Yum Brands Will Return $6.2 Billion to Shareholders

Yum Brands Inc (NYSE:YUM) said it would return up to $6.2 billion to shareholders before separating its China business and listing it on the New York Stock Exchange, and possibly in Hong Kong.

The KFC and Pizza Hut owner, which expects to spin off Yum China by the end of 2016, said the capital return could take various forms, including a share repurchase, tender offer or special dividend.

Yum, which has been hit by food scandals and marketing missteps in China, also said same-restaurant sales in the country fell about 3 percent in November.

The 6,900-restaurant China division accounted for 54 percent of Yum's overall operating profit in the third quarter, but sales at established restaurants in the country have fallen in four of the last five quarters.

Still, the company said it was targeting earnings per share growth of about 15 percent annually for Yum China from 2017.

Yum China will be domiciled in the United States, Yum Brands Chief Financial Officer Pat Grismer said at an investor conference in Plano, Texas on Thursday.

Yum Brands shares were down 3 percent at $71.69 in late morning trading on Thursday.

Yum China had $1 billion in earnings before interest, taxes, depreciation and amortization (EBITDA) this year, and the "New Yum," excluding China, had almost $2 billion in EBITDA this year, Grismer said.

The Yum business, excluding China, will have a sustained leverage ratio of about 5 times EBITDA, the company said, citing the capital return plan. At present, the company's debt is on par with EBITDA.

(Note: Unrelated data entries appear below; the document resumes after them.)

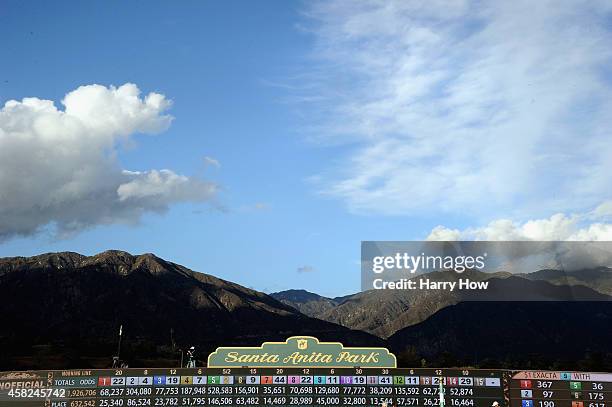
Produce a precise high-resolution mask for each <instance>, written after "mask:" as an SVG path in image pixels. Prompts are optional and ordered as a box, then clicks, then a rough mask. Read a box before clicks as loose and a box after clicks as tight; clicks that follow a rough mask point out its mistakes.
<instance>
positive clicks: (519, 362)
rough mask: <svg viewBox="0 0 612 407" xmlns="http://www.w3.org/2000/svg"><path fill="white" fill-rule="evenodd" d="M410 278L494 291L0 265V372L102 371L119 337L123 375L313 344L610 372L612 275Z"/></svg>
mask: <svg viewBox="0 0 612 407" xmlns="http://www.w3.org/2000/svg"><path fill="white" fill-rule="evenodd" d="M414 278H428V279H431V280H432V281H451V280H457V279H458V278H469V279H470V280H472V281H488V282H489V289H488V290H485V291H482V292H479V291H454V292H449V291H444V290H437V291H409V290H396V291H388V290H386V291H381V290H372V291H366V292H362V293H357V294H354V295H349V296H346V297H337V298H326V297H322V296H319V295H317V294H313V293H309V292H307V291H304V290H289V291H284V292H280V293H274V294H271V295H266V294H264V293H261V292H258V291H255V290H252V289H248V288H245V287H243V286H240V285H238V284H235V283H232V282H229V281H226V280H222V279H219V278H217V277H214V276H212V275H209V274H204V273H200V272H195V271H192V270H190V269H188V268H186V267H183V266H181V265H178V264H175V263H172V262H169V261H166V260H163V259H160V258H159V257H157V256H155V255H153V254H143V255H131V254H129V253H126V252H122V251H107V252H103V253H100V254H98V255H95V256H83V255H80V254H77V253H71V252H63V253H48V254H43V255H39V256H34V257H12V258H4V259H0V307H1V308H0V349H2V350H3V352H0V369H24V368H32V369H34V368H67V367H108V365H109V364H110V361H111V356H112V355H114V354H115V353H116V352H117V349H116V348H117V345H118V343H117V342H118V331H119V327H120V326H123V331H122V332H123V336H122V347H121V355H122V357H123V358H124V359H126V360H129V362H130V365H131V366H176V365H177V364H178V363H179V362H178V359H179V358H180V349H185V347H187V346H191V345H194V346H196V347H197V349H198V353H199V355H200V360H203V359H205V356H206V355H207V354H208V353H209V352H210V351H212V350H214V349H215V348H216V347H217V346H221V345H233V346H254V345H260V344H261V343H262V342H264V341H266V340H268V341H270V340H284V339H286V337H288V336H291V335H313V336H317V337H319V338H320V339H322V340H333V341H341V342H343V343H344V344H345V345H347V346H388V347H389V348H390V349H391V350H392V351H394V352H395V353H396V354H397V355H398V357H399V360H400V364H401V365H403V366H415V365H419V366H424V365H432V366H433V365H436V366H463V365H478V366H484V365H487V366H490V367H495V366H497V367H500V366H504V367H522V368H527V367H532V368H546V367H552V366H568V367H571V365H572V364H574V365H575V364H576V363H578V362H580V363H584V364H587V365H588V366H589V367H592V368H593V369H594V368H596V367H597V368H599V369H601V370H610V368H612V366H610V365H611V364H612V352H611V349H610V343H612V323H611V322H612V301H610V300H612V298H611V297H610V296H609V294H610V293H609V291H608V290H609V287H610V282H611V281H612V270H610V269H603V268H600V269H596V270H593V269H590V270H585V271H575V272H572V273H569V274H567V273H565V274H564V273H563V272H558V271H556V270H541V271H537V272H534V273H526V274H518V275H517V274H510V273H504V272H500V273H493V274H487V273H481V272H477V271H471V270H468V271H466V272H465V273H463V274H462V275H457V274H456V273H454V272H448V271H440V272H433V273H429V274H427V275H425V276H417V277H414ZM568 300H580V301H574V302H570V301H568Z"/></svg>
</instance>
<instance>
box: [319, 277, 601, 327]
mask: <svg viewBox="0 0 612 407" xmlns="http://www.w3.org/2000/svg"><path fill="white" fill-rule="evenodd" d="M420 279H429V280H431V281H458V280H459V279H470V280H471V281H488V282H489V288H488V289H487V290H484V291H475V290H463V291H459V290H455V291H453V292H450V291H446V290H369V291H365V292H361V293H357V294H354V295H352V296H350V297H348V298H345V299H344V300H343V302H342V303H340V304H338V305H337V306H335V307H333V308H329V309H327V310H326V311H324V312H322V313H318V314H317V315H316V317H317V318H320V319H323V320H326V321H330V322H333V323H336V324H340V325H344V326H346V327H349V328H351V329H356V330H363V331H366V332H370V333H372V334H374V335H377V336H379V337H382V338H387V337H389V336H391V335H393V333H395V332H396V331H398V330H400V329H403V328H405V327H407V326H411V325H414V324H418V323H420V322H422V321H425V320H426V319H427V318H429V317H430V316H431V315H433V314H434V313H436V312H438V311H440V310H442V309H444V308H446V307H448V306H450V305H454V304H457V303H460V302H463V301H574V300H581V301H585V300H586V301H588V300H596V301H601V300H606V299H609V297H607V296H606V295H604V294H602V293H599V292H596V291H594V290H592V289H591V288H588V287H585V286H582V285H576V286H561V285H556V284H551V283H549V282H547V281H542V280H538V279H533V280H531V279H527V278H523V277H517V276H515V275H512V274H510V273H504V272H500V273H483V272H479V271H475V270H467V271H466V272H464V273H462V274H457V273H455V272H453V271H439V272H431V273H427V274H422V275H418V276H416V277H413V278H412V280H417V281H418V280H420Z"/></svg>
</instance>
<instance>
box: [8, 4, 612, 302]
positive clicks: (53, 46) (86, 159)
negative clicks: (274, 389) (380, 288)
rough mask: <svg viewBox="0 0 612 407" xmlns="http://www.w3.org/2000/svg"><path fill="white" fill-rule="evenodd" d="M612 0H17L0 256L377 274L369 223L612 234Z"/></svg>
mask: <svg viewBox="0 0 612 407" xmlns="http://www.w3.org/2000/svg"><path fill="white" fill-rule="evenodd" d="M611 44H612V4H610V2H606V1H589V2H582V1H566V2H562V3H559V2H553V1H540V2H537V3H534V2H527V1H512V2H472V1H444V2H442V1H440V2H438V1H412V0H410V1H397V2H393V1H387V2H376V1H365V2H357V1H351V2H347V1H337V0H331V1H325V2H317V1H313V2H296V1H267V2H246V1H227V2H212V1H211V2H201V1H183V2H180V3H176V2H161V1H147V2H144V1H134V2H120V1H105V2H101V1H100V2H98V1H93V2H76V1H74V2H69V1H58V2H43V1H32V2H26V3H24V2H17V1H7V0H3V1H1V2H0V55H1V57H0V106H1V110H0V257H8V256H30V255H35V254H39V253H45V252H55V251H76V252H79V253H82V254H86V255H91V254H95V253H98V252H101V251H104V250H108V249H119V250H125V251H128V252H130V253H133V254H140V253H147V252H151V253H155V254H156V255H158V256H160V257H162V258H164V259H167V260H170V261H173V262H176V263H179V264H183V265H185V266H187V267H189V268H191V269H193V270H196V271H201V272H205V273H209V274H213V275H215V276H218V277H221V278H224V279H228V280H231V281H234V282H237V283H239V284H242V285H245V286H247V287H252V288H255V289H258V290H262V291H265V292H274V291H280V290H284V289H290V288H303V289H307V290H310V291H314V292H317V293H320V294H322V295H327V296H336V295H345V294H349V293H353V292H356V291H358V290H359V287H360V274H359V273H360V266H359V259H360V242H361V241H362V240H425V239H430V240H612V224H611V223H610V222H611V220H612V188H611V185H612V160H611V158H612V134H610V129H611V128H612V92H611V91H612V71H611V69H610V67H611V66H612V64H611V62H612V45H611Z"/></svg>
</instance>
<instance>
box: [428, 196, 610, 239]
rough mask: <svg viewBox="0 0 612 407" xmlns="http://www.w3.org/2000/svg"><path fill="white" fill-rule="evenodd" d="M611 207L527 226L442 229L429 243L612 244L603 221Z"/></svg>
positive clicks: (482, 226)
mask: <svg viewBox="0 0 612 407" xmlns="http://www.w3.org/2000/svg"><path fill="white" fill-rule="evenodd" d="M611 203H612V201H610V202H606V203H604V204H602V205H600V206H598V207H597V208H596V209H595V210H594V211H592V212H588V213H583V214H573V215H567V214H563V213H557V214H554V215H552V216H551V217H550V218H544V219H533V220H528V221H526V222H514V221H512V220H510V219H496V220H494V221H491V222H489V223H488V224H487V225H485V226H482V227H473V228H466V229H462V230H459V229H452V228H448V227H445V226H442V225H440V226H436V227H435V228H433V230H432V231H431V233H430V234H429V236H427V240H492V241H498V240H511V241H517V240H534V241H561V240H569V241H612V224H610V223H605V222H604V221H603V219H605V218H606V217H607V212H606V211H604V210H602V208H607V207H609V206H610V204H611Z"/></svg>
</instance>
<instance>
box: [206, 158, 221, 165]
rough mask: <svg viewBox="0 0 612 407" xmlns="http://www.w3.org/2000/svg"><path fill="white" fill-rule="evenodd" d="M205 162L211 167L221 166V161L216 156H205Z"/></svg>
mask: <svg viewBox="0 0 612 407" xmlns="http://www.w3.org/2000/svg"><path fill="white" fill-rule="evenodd" d="M204 164H205V165H207V166H211V167H217V168H219V167H221V163H220V162H219V160H217V159H216V158H212V157H208V156H207V157H204Z"/></svg>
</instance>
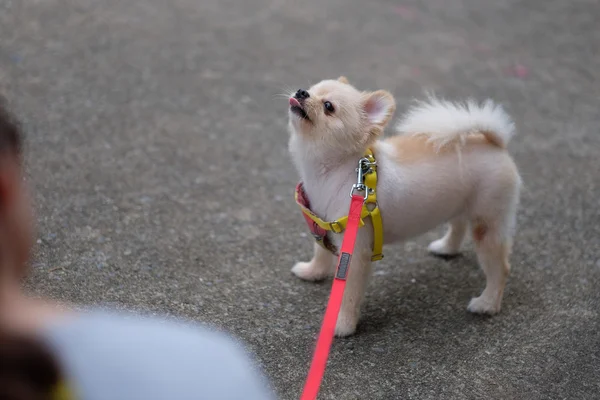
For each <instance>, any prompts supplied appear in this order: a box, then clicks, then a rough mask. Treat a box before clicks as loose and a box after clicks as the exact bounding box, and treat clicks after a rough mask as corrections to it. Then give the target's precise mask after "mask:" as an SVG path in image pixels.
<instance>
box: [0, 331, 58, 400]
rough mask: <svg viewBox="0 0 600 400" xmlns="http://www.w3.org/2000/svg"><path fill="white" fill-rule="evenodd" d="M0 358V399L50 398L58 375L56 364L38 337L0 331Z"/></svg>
mask: <svg viewBox="0 0 600 400" xmlns="http://www.w3.org/2000/svg"><path fill="white" fill-rule="evenodd" d="M0 360H2V361H1V362H0V399H2V400H51V399H52V391H53V389H54V388H55V387H56V385H57V384H58V382H59V379H60V373H59V368H58V365H57V363H56V361H55V359H54V356H53V354H52V353H51V352H50V351H49V350H48V348H47V347H46V346H44V345H43V344H42V343H41V342H40V341H39V340H37V339H35V338H33V337H27V336H21V335H14V334H9V333H7V332H4V331H3V332H0Z"/></svg>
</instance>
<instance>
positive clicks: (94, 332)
mask: <svg viewBox="0 0 600 400" xmlns="http://www.w3.org/2000/svg"><path fill="white" fill-rule="evenodd" d="M44 339H45V340H46V342H47V343H48V345H49V346H50V348H51V349H53V351H54V353H55V355H56V357H57V358H58V360H59V363H60V364H61V366H62V368H63V373H64V374H65V378H66V380H67V382H68V384H69V386H70V387H71V388H72V390H73V391H74V392H75V394H76V395H77V398H78V399H81V400H192V399H193V400H200V399H206V400H221V399H222V400H230V399H231V400H233V399H236V400H237V399H248V400H269V399H273V398H274V397H273V394H272V392H271V391H270V389H269V387H268V385H267V384H266V381H265V380H264V379H263V377H262V375H261V374H260V373H259V372H258V371H257V370H256V369H255V367H254V365H253V364H252V362H251V361H250V358H249V357H248V355H247V354H246V353H245V351H244V350H243V348H242V346H241V345H240V344H238V343H236V342H234V341H233V340H232V339H230V338H228V337H227V336H224V335H223V334H220V333H217V332H215V331H212V330H210V329H207V328H204V327H200V326H198V325H192V324H184V323H181V322H176V321H172V320H161V319H153V318H143V317H135V316H127V315H124V314H123V315H119V314H111V313H102V312H92V313H88V314H83V313H82V314H79V315H76V316H74V317H72V318H70V319H67V320H63V321H61V323H56V324H55V325H53V326H51V327H49V329H47V330H46V331H45V333H44Z"/></svg>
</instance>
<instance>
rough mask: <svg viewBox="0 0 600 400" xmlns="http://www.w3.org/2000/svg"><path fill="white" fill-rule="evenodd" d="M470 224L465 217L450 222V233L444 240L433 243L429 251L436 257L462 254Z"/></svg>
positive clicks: (456, 218) (442, 256) (457, 218)
mask: <svg viewBox="0 0 600 400" xmlns="http://www.w3.org/2000/svg"><path fill="white" fill-rule="evenodd" d="M468 225H469V222H468V220H467V218H466V217H465V216H459V217H456V218H454V219H453V220H451V221H450V226H449V227H448V231H447V232H446V234H445V235H444V237H443V238H441V239H438V240H436V241H434V242H431V244H430V245H429V247H428V248H427V250H429V252H430V253H432V254H433V255H436V256H441V257H451V256H455V255H457V254H458V253H459V252H460V246H461V244H462V242H463V240H464V238H465V234H466V233H467V227H468Z"/></svg>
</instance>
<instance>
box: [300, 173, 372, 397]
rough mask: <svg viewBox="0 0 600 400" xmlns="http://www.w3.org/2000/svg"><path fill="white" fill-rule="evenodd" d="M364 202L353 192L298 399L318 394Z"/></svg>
mask: <svg viewBox="0 0 600 400" xmlns="http://www.w3.org/2000/svg"><path fill="white" fill-rule="evenodd" d="M360 178H362V176H360ZM359 181H360V179H359ZM364 202H365V197H364V196H361V195H355V194H353V195H352V201H351V202H350V211H349V212H348V224H347V225H346V232H345V233H344V240H343V242H342V249H341V251H340V256H339V258H338V263H337V268H336V272H335V278H334V280H333V287H332V288H331V295H330V296H329V302H328V303H327V309H326V310H325V317H324V318H323V325H321V332H320V333H319V339H318V340H317V347H316V348H315V353H314V355H313V359H312V363H311V365H310V370H309V371H308V377H307V378H306V383H305V385H304V390H303V392H302V397H301V398H300V399H301V400H315V399H316V398H317V395H318V394H319V387H320V386H321V381H322V380H323V374H324V373H325V367H326V365H327V359H328V358H329V351H330V350H331V343H332V342H333V335H334V332H335V324H336V323H337V317H338V313H339V312H340V307H341V306H342V299H343V297H344V289H345V288H346V277H347V276H348V272H349V270H350V260H351V259H352V253H353V252H354V244H355V243H356V236H357V235H358V228H359V226H360V225H359V223H360V213H361V211H362V206H363V203H364Z"/></svg>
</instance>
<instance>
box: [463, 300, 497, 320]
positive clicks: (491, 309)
mask: <svg viewBox="0 0 600 400" xmlns="http://www.w3.org/2000/svg"><path fill="white" fill-rule="evenodd" d="M467 310H468V311H470V312H472V313H475V314H487V315H494V314H498V313H499V312H500V302H499V301H495V300H490V299H487V298H485V297H483V296H479V297H474V298H472V299H471V301H470V302H469V306H468V307H467Z"/></svg>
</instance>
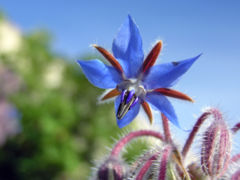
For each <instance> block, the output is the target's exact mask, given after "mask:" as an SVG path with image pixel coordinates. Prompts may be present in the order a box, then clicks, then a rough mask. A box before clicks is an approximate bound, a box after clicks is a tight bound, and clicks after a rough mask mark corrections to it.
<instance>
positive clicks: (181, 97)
mask: <svg viewBox="0 0 240 180" xmlns="http://www.w3.org/2000/svg"><path fill="white" fill-rule="evenodd" d="M154 92H159V93H161V94H163V95H165V96H169V97H173V98H177V99H182V100H186V101H190V102H194V101H193V99H192V98H190V97H189V96H187V95H186V94H183V93H181V92H179V91H176V90H173V89H168V88H158V89H155V90H154Z"/></svg>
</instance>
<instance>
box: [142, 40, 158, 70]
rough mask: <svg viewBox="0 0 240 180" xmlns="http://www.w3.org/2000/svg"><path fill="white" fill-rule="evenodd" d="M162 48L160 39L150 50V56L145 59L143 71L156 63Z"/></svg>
mask: <svg viewBox="0 0 240 180" xmlns="http://www.w3.org/2000/svg"><path fill="white" fill-rule="evenodd" d="M161 49H162V41H159V42H158V43H157V44H156V45H155V46H154V47H153V49H152V50H151V51H150V53H149V54H148V56H147V57H146V59H145V60H144V62H143V66H142V72H146V71H147V70H148V69H149V68H151V67H152V66H153V65H154V63H155V62H156V60H157V57H158V55H159V53H160V51H161Z"/></svg>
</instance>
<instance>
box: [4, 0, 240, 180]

Yum Brands said it would receive a license fee of 3 percent of system sales in China, at the lower end of the 3-3.5 percent range analysts had expected.

The lower China royalty - compared with the global royalty rate of 4-6 percent - gives operators in the country some breathing room, analysts said.

The company said it expects 96 percent of its restaurants to be franchised by the end of 2017, up from 79 percent at the end of 2014.

"This implied rate of 4 percent company-owned stores should put the company more in line with some of the approaches we have seen taken by some other publicly traded companies that we find favorable," Nomura Securities analyst Mark Kalinowski wrote in a note.

Most U.S.-based fast food chains, including McDonald's Corp (NYSE:MCD) and Wendy's Co (NASDAQ:WEN), are franchising out more restaurants to cut costs.

Yum also said it would start testing out Taco Bell in China soon.